In fact, the planet formation process could be hastened around these lower mass objects compared to around brown dwarfs. “We note that processes that dominate the dust growth such as radial drift are expected to be more efficient around very low-mass objects than around brown dwarfs.” the authors write.
Whether or not rogue planets or ejected from solar systems or form from direct collapse, the implication is clear. If they host disks of silica dust that is crystallizing, then there’s a strong reason to believe that planets can form there. There’s no known physical reason that they can’t, but there’s no direct observational evidence that they are. These disks with there crystallizing silica are the best evidence currently.

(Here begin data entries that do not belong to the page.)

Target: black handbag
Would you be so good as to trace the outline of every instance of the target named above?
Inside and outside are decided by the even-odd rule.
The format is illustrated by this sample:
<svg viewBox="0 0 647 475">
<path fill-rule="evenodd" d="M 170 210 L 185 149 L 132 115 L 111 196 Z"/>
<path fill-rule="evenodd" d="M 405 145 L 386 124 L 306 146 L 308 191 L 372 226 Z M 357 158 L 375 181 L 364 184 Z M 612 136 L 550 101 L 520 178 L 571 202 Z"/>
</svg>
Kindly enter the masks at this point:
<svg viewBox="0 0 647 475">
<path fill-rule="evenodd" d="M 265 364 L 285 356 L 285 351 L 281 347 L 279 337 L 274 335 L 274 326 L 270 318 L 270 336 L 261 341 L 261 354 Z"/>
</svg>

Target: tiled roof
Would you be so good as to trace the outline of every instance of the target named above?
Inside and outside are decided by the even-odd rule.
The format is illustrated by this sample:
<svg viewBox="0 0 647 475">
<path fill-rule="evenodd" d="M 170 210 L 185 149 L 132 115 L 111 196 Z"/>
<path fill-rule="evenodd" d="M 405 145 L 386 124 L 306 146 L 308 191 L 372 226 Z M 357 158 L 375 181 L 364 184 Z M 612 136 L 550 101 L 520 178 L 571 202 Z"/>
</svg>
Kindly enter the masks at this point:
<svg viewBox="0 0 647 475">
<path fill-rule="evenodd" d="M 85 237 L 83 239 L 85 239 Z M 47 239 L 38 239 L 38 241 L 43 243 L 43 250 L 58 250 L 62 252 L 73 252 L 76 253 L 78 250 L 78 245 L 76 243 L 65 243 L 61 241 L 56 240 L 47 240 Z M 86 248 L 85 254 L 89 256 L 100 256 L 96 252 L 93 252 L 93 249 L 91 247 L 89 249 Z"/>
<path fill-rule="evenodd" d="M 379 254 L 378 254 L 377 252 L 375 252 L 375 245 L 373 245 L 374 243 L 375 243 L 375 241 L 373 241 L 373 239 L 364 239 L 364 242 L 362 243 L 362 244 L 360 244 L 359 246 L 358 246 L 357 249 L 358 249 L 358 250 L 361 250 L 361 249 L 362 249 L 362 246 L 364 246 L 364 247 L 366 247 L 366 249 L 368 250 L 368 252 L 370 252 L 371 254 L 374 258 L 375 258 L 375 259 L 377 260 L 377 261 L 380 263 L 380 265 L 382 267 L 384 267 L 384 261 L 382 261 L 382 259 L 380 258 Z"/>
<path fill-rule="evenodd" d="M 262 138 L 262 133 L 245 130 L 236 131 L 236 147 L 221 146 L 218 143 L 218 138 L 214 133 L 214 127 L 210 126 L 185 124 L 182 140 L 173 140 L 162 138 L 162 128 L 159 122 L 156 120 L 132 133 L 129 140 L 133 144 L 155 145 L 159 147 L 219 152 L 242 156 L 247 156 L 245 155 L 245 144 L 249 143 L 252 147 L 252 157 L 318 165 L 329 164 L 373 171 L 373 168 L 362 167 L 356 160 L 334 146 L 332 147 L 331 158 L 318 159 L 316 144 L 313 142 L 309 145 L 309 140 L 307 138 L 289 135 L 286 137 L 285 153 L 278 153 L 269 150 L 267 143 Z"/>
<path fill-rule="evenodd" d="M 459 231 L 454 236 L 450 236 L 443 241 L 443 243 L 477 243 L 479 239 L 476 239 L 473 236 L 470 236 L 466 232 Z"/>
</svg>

“These are the lowest-mass isolated objects found so far with silicate and hydrocarbon emission features arising in their disks,” the authors write in their research. “The presence of disks and their characteristics point to the potential for the formation of rocky companions around free-floating planetary-mass objects.”
“These discoveries show that the building blocks for forming planets can be found even around objects that are barely larger than Jupiter and drifting alone in space,” said lead author Belinda Damian in a press release. “This means that the formation of planetary systems is not exclusive to stars but might also work around lonely starless worlds.”
Given that there doesn’t seem to be any reason why massive rogue planets can’t form smaller worlds in their disks, the question becomes an observational one. The upcoming Nancy Grace Roman Space Telescope is expected to find around 400 free-floating planetary mass objects, and could revolutionize our understanding of them. If it can provide definitive evidence of free-floating planets forming smaller companions in their disks, then the age of exoplanet discovery will have entered another chapter.